2. The mountains are full of pines and cypresses, the flowers under the forest are clustered, the peaches and willows on the shore are shaded, and the lake is fragrant.

The rainbow is in Liang Shi, and the long wind is blowing from the shore. The waves belong to the blue oars, and the shadow of the moon is still empty.

4, all the way to the bamboo curtain cloud, half curtain flower shadow moon cage sand.

5, a snail pill, a silver basin floating in the garden. There are thousands of scales, and there are golden waves in the moon.

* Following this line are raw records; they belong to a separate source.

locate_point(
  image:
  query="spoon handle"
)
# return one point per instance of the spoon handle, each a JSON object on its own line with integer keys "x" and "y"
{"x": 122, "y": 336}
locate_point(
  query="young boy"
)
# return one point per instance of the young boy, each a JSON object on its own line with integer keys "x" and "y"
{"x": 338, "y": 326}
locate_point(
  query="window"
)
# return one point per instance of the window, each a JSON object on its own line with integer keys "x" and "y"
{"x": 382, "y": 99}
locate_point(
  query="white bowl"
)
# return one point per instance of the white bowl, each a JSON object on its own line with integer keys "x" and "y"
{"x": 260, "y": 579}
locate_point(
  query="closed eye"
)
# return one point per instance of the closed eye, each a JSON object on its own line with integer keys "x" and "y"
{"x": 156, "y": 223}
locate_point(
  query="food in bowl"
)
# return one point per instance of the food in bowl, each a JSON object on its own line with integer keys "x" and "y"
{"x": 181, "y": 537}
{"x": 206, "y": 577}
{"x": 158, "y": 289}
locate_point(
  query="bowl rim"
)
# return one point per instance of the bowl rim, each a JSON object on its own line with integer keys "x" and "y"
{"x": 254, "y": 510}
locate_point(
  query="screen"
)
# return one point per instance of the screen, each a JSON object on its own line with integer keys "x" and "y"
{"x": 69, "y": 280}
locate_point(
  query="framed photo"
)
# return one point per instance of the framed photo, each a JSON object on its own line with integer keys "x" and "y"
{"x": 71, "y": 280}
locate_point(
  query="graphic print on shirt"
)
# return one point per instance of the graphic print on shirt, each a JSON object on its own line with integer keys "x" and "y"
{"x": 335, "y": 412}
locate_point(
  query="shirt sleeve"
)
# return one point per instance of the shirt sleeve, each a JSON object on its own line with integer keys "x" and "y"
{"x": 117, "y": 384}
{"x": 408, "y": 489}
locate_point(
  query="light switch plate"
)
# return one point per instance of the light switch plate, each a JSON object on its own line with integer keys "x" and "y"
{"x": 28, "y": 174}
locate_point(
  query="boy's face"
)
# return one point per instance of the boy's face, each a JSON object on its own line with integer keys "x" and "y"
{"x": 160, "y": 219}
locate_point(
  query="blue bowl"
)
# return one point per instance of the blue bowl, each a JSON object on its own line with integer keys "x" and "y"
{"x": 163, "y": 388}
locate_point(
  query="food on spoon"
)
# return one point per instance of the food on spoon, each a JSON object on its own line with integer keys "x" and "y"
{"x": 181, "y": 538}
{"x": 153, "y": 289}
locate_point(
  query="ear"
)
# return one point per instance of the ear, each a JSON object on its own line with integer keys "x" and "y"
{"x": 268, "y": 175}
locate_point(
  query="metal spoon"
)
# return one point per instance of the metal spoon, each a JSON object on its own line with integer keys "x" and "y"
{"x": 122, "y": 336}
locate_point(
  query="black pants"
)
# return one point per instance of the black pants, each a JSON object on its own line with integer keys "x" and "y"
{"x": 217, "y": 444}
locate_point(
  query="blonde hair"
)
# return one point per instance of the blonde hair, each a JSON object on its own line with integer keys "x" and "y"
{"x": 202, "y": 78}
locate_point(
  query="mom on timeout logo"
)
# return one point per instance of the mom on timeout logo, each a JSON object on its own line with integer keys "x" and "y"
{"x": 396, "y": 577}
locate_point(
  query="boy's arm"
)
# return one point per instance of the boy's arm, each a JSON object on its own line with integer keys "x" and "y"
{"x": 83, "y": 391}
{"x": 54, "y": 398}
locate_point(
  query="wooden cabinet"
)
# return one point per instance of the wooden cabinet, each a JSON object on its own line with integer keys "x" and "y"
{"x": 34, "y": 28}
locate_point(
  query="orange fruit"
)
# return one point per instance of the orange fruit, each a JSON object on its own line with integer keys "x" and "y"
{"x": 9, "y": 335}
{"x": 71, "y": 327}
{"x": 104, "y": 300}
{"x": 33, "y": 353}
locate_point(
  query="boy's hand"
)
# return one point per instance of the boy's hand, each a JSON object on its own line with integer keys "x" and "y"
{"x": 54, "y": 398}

The Summer Palace, formerly known as Qingyi Garden, is located in the western suburbs of Beijing, about 0/5km away from the urban area/kloc-0, covering an area of about 290 hectares and adjacent to Yuanmingyuan. It is a large-scale landscape garden with Kunming Lake and Wanshou Mountain as the background and Hangzhou West Lake as the basis, drawing lessons from the design techniques of Jiangnan gardens. It is also the most well-preserved royal palace, known as the "Royal Garden Museum" and a national key scenic spot.

Before the Qing Emperor Qianlong succeeded to the throne, there were four large royal gardens in the western suburbs of Beijing. In the fifteenth year of Qianlong (1750), Emperor Qianlong spent 4.48 million yuan to rebuild Qingyi Garden here, forming a royal garden area 20 kilometers from Tsinghua campus to Xiangshan. In the tenth year of Xianfeng (1860), Qingyi Garden was burned by the British and French allied forces.

In the 14th year of Guangxu (1888), it was rebuilt and renamed the Summer Palace as a summer amusement park. In the 26th year of Guangxu (1900), the Summer Palace was destroyed by "Eight-Nation Alliance" and its treasures were looted. After the demise of the Qing Dynasty, the Summer Palace was destroyed again during the period of warlord melee and Kuomintang rule.